The New Testament church does not have a particular name, although it is variously described or designated — by its ownership and allegiance (Acts 20:28; Matt. 16:18), by its constituency (Rom. 16:4; Heb. 12:23), and by its location — whether in a house (Philemon 1-2), a city (Rev. 2-3), a province (1 Cor. 16:1, 19), or the whole world (Eph. 5:23). When some Corinthian believers began wearing the names denoting special allegiances, Paul roundly criticized their conduct as misguided and divisive of Christ’s body. His criticism apparently included those also who used Christ’s name, but in a sectarian manner (1 Cor. 1:10-17). That surely does not mean, however, that Christians cannot freely call themselves after God, or Christ, without an improper spirit.
The variety of names used by major Christian churches today reflects a lack of common understanding. Some names signify forms of church governance — whether universal (“Catholic”), by regional bishops (“Episcopal”), by local elders (“Presbyterian”), or by local majority (“Congregational”).

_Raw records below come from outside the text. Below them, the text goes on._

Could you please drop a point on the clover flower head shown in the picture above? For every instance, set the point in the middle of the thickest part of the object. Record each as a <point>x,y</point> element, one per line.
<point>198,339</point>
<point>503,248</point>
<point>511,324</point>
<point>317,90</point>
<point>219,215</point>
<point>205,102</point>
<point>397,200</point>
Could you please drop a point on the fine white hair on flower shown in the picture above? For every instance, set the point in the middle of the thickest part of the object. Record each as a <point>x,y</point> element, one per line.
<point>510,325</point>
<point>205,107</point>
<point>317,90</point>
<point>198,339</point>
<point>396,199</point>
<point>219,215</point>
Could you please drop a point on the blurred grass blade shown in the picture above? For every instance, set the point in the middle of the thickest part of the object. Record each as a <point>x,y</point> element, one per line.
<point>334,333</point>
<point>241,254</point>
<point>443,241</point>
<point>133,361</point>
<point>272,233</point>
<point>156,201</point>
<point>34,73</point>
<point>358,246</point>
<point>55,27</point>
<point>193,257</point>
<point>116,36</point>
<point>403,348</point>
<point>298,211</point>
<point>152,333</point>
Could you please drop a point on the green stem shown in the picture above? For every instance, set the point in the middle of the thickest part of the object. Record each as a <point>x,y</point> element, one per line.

Other names point to an understanding of the nature of the church (“Baptist,” “Bible”), or to a form of life and piety (“Methodist,” “Holiness,” “Quaker,” “Charismatic”). Other names reflect the influence of a great man (“Lutheran,” “Wesleyan,” “Mennonite”), or moment (“Pentecostal”) or movement (“Reformed”). Some names are purely geographical (“The Church of England,” “The Church of Scotland”).
I am persuaded that denominationalism reflects our human weakness and error, and that it impedes the progress of the gospel. Until we outgrow denominations, I suggest that we ought at least to place in parentheses all names which distinguish some Christians from others, with the distinguishing name coming after another, nonsectarian, designation which acknowledges the oneness of all God’s people in Christ. “Christchurch” would be my nomination, since “Church of Christ,” “Church of God” and “Christian Church” have all become denominational names.